Now substitute x into the other equation:

$\displaystyle x = \frac{3-3y}{4}$

$\displaystyle 6x + 5y = 7$

$\displaystyle 6(\frac{3-3y}{4})+5y = 7$

$\displaystyle \frac{18-18y}{4} + 5y = 7$

$\displaystyle \frac{18}{4}-\frac{18y}{4} + 5y = 7$

$\displaystyle \frac{y}{2} = \frac{5}{2}$

$\displaystyle y=5$

Now that you have found $\displaystyle y$, you can use the equation for $\displaystyle x$ to find its value:

$\displaystyle y=5$

$\displaystyle x = \frac{3-3y}{4}$

$\displaystyle x = \frac{3-15}{4}$

$\displaystyle x = \frac{-12}{4}$

$\displaystyle x = -3$

We can also use the technique of subtraction. The idea here is to get the coefficient in front of one of the variables to be the same in both equations.

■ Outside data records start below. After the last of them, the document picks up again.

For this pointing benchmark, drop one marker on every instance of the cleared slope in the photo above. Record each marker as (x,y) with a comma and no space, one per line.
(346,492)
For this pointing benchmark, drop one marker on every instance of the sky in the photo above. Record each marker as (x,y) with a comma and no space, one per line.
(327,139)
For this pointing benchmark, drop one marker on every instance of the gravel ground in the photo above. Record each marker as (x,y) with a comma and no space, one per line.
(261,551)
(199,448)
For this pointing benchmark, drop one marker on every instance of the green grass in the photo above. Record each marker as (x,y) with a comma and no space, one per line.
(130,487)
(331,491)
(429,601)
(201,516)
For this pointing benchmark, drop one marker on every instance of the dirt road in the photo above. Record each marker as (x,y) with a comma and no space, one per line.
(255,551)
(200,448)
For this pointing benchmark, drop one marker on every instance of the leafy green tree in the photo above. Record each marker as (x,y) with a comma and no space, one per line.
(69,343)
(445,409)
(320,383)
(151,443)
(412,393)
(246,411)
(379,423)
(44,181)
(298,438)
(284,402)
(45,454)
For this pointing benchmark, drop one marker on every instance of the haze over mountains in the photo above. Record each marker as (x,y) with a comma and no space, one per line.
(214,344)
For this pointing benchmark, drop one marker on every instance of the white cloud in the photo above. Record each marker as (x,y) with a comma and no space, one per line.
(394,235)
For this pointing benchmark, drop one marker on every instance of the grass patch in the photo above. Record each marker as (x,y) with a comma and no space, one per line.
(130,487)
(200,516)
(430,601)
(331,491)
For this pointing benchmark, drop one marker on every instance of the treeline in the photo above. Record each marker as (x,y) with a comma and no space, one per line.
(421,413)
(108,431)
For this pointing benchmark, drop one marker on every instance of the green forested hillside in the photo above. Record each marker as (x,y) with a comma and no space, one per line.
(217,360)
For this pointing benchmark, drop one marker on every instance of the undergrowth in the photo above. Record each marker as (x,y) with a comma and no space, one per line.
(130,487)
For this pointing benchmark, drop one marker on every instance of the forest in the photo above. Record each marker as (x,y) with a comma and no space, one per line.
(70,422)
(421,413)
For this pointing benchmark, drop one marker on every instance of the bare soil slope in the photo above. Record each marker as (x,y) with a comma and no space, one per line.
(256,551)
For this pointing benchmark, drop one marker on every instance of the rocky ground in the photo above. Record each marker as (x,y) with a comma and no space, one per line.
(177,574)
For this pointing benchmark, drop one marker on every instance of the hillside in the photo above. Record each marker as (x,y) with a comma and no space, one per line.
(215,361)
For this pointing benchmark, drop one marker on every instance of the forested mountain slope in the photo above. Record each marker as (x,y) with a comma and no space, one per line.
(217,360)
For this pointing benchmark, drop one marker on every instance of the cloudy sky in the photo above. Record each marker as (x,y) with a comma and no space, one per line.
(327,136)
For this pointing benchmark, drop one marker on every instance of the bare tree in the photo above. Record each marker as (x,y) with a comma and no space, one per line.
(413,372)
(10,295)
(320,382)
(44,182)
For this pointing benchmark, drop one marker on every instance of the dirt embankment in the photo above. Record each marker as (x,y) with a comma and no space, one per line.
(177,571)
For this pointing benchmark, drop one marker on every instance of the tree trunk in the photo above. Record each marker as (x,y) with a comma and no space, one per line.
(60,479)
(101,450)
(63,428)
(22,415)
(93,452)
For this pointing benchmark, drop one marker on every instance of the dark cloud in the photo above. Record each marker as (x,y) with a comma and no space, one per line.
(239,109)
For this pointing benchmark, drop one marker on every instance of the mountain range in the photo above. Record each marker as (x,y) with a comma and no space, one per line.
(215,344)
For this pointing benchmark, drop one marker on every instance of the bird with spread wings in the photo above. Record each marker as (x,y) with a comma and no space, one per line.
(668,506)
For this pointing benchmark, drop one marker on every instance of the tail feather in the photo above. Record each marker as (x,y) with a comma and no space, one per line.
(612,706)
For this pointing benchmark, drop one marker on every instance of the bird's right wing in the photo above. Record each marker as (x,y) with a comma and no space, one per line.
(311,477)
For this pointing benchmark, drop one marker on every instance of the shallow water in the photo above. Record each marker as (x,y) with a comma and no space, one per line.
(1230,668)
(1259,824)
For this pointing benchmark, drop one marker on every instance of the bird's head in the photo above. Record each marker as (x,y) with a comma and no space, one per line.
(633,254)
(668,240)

Then you can subtract the equations one from the other, thus eliminating one variables.

For problem 2:

$\displaystyle 5x-3y=7$

$\displaystyle 3x+5y=-6$

Multiply the first equation by 3,and the second equation by 5. Then

$\displaystyle 15x-9y=21$

$\displaystyle 15x+25y = -30$

Notice that the coefficient on the front of the x variable is the same in both equations. Now subtract the x's, subtract the y's and subtract the numbers on the right hand side of the equation. We get:

$\displaystyle 15x-9y=21$

$\displaystyle \underline{-(15x+25y = -30)}$

$\displaystyle 0x - 34y = 51$

Now we can find y, substitute it back into one of our original equations and find x.